The same has been true of U.S. Treasury bonds. Whenever Europe appears hopeless and the stock market is down, Treasury bonds serve as a haven for worried investors and rise accordingly. This process was on full display this past week: after a meeting of European finance ministers was cancelled, speculation swirled that the major leaders in the Euro zone were not on the same page. As a result, bond prices immediately responded and began to trade higher. The 10 year note went 1 2/32 higher to a yield of 2.111%, while the 30 year bond jumped 3 1/32 to yield 3.13%. The two year note had a more moderate 2/32 rise to 0.255%.

When the European crisis hasn’t been hitting the news, Treasury bonds have actually trended downward in recent weeks alongside reports of an improving U.S. economy. With rises in job and consumer confidence data, the stock market showed signs of health at the expense of Treasury bond yields. But these improvements are still being stymied by an overall lack of investor confidence, and analysts predict that Treasury bonds will continue fluctuating until the European crisis is resolved.

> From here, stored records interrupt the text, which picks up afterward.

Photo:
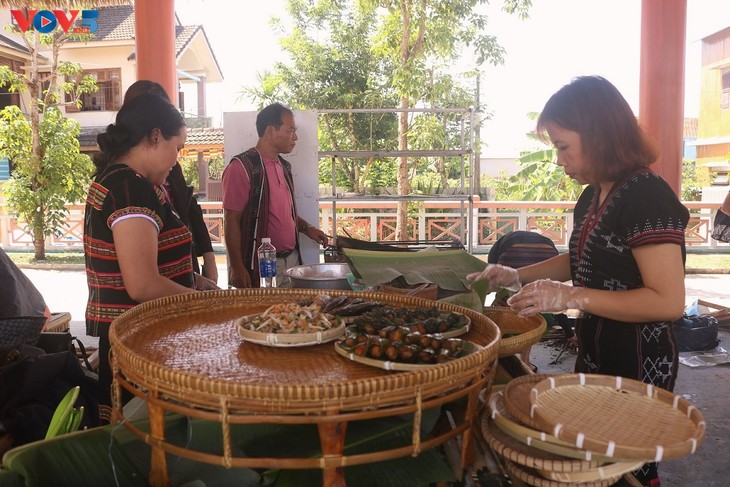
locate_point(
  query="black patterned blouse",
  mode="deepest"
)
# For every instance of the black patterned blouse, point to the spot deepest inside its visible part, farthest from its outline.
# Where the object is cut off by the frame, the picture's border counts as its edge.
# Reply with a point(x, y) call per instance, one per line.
point(117, 193)
point(641, 210)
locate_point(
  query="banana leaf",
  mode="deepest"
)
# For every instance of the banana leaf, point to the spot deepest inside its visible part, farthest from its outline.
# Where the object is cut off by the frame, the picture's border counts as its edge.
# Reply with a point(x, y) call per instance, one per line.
point(362, 437)
point(110, 455)
point(446, 268)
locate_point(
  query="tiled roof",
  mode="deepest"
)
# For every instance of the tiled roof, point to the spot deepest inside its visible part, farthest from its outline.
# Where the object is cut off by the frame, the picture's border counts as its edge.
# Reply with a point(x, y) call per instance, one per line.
point(114, 24)
point(7, 42)
point(199, 137)
point(183, 35)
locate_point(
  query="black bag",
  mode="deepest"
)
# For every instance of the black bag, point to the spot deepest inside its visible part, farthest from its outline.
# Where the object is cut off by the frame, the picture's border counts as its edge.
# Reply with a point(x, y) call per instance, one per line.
point(32, 387)
point(721, 231)
point(696, 333)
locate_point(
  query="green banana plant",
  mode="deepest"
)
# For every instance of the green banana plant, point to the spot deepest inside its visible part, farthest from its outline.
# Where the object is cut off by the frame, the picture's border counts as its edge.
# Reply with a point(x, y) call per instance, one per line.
point(66, 418)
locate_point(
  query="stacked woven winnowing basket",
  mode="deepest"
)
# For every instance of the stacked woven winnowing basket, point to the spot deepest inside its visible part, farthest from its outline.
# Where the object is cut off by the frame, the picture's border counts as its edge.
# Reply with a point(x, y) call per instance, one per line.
point(586, 430)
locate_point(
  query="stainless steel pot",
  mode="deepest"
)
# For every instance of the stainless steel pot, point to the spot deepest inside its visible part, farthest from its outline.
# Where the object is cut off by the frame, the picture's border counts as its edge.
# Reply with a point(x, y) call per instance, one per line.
point(320, 276)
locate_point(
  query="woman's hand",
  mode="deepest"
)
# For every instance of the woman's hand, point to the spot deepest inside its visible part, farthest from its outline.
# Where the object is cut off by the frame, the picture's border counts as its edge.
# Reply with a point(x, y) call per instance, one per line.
point(545, 296)
point(317, 235)
point(202, 283)
point(239, 278)
point(210, 269)
point(499, 276)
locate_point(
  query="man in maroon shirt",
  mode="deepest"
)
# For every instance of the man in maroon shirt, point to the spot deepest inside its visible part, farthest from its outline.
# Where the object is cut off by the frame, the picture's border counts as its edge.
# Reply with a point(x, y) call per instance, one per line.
point(258, 201)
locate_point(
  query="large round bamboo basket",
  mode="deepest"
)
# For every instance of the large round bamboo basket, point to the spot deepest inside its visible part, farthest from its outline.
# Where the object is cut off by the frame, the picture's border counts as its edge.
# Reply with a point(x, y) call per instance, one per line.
point(184, 354)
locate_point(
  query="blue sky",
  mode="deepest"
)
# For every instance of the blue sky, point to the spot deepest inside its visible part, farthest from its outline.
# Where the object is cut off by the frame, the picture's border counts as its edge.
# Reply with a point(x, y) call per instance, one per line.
point(560, 40)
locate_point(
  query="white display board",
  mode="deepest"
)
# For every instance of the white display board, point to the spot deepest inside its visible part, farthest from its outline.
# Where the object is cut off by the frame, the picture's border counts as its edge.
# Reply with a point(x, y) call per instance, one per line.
point(239, 135)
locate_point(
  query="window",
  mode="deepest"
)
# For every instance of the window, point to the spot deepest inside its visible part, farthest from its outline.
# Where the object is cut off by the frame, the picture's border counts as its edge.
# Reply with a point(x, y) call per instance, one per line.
point(7, 97)
point(109, 95)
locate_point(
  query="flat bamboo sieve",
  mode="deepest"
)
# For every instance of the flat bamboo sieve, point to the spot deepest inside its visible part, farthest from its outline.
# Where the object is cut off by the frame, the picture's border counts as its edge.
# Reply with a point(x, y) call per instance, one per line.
point(517, 333)
point(617, 417)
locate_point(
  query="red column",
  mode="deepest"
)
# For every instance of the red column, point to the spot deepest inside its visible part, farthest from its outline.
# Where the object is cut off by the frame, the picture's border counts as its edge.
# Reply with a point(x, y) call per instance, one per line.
point(661, 82)
point(154, 22)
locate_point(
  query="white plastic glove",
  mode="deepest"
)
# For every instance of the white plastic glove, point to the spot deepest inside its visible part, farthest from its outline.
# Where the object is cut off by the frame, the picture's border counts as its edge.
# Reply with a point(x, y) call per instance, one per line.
point(499, 276)
point(546, 296)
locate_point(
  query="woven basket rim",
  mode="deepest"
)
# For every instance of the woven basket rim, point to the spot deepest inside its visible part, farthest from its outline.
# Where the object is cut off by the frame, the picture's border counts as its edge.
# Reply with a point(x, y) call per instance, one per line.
point(536, 438)
point(519, 452)
point(612, 471)
point(606, 397)
point(529, 334)
point(532, 477)
point(516, 397)
point(350, 393)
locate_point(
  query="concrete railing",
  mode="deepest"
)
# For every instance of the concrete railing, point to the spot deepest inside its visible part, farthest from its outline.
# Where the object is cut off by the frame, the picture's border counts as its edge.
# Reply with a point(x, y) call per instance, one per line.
point(374, 220)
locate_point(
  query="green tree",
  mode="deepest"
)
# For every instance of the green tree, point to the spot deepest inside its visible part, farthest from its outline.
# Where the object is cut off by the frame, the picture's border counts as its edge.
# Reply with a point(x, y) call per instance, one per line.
point(382, 54)
point(415, 36)
point(48, 169)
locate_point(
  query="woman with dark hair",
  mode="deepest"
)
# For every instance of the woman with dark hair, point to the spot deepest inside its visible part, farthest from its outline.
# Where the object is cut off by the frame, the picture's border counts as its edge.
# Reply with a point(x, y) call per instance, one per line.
point(627, 249)
point(181, 195)
point(136, 247)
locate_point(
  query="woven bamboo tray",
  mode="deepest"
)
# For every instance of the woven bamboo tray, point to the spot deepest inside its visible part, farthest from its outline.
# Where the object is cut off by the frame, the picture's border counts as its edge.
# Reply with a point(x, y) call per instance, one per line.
point(536, 438)
point(618, 417)
point(183, 354)
point(515, 451)
point(532, 477)
point(516, 398)
point(517, 333)
point(58, 322)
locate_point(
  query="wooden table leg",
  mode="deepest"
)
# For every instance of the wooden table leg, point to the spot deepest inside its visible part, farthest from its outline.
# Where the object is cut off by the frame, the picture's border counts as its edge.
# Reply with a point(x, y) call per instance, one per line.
point(158, 464)
point(332, 439)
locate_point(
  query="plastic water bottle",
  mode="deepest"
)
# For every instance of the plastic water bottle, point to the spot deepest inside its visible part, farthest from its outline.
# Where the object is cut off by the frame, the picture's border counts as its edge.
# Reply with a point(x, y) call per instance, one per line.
point(267, 263)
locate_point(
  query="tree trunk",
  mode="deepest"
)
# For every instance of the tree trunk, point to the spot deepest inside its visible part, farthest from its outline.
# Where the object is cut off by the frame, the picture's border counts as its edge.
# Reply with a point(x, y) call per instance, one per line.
point(404, 188)
point(39, 240)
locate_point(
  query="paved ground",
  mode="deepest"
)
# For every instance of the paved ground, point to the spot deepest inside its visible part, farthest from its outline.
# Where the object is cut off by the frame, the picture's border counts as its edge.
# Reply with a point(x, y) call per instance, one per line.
point(708, 388)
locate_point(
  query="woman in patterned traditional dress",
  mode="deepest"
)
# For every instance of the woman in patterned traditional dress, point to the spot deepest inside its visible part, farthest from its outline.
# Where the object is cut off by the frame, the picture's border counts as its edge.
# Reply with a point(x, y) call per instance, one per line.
point(136, 247)
point(627, 249)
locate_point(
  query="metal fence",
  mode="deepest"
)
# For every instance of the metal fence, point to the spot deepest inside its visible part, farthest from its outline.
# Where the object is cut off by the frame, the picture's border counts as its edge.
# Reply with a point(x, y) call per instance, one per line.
point(374, 220)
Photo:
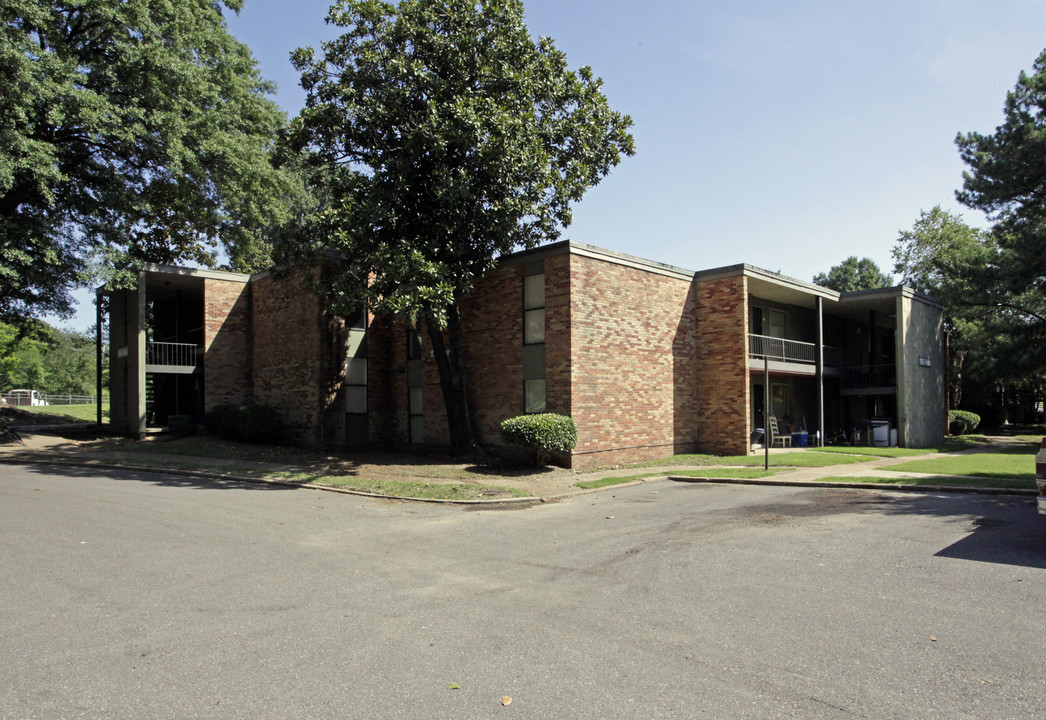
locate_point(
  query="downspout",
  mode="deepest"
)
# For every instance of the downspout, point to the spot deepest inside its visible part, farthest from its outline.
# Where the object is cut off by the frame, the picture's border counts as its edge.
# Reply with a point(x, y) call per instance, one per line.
point(97, 353)
point(819, 364)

At the core of the European debt crisis is the dire financial straits of the Greek government. Europe has already given Greece one bailout, and now it looks that the country is going to need another. But there are other problems as well: the Portuguese and Italian economies are also greatly struggling, European banks are burdened by national debt, and some countries are questioning their membership in the Euro zone in the first place.

As is often the case, politics has played a role in the negotiations. Although Germany and France – the two most important economies in the talks – have put their weight behind a plan that sets up emergency funds, supports the Italian economy, and restructures the Greek debt, there are many small points of disagreement and countries that are unwilling to go along. In Italy, Prime Minister Silvio Berlusconi is mired in a political struggle and has refused to make the commitments that Germany and France seek.

The outcome of the European crisis, then, is still to be determined. All we can say at this point is that U.S. Treasury bonds will continue to fluctuate alongside the roller-coaster negotiations.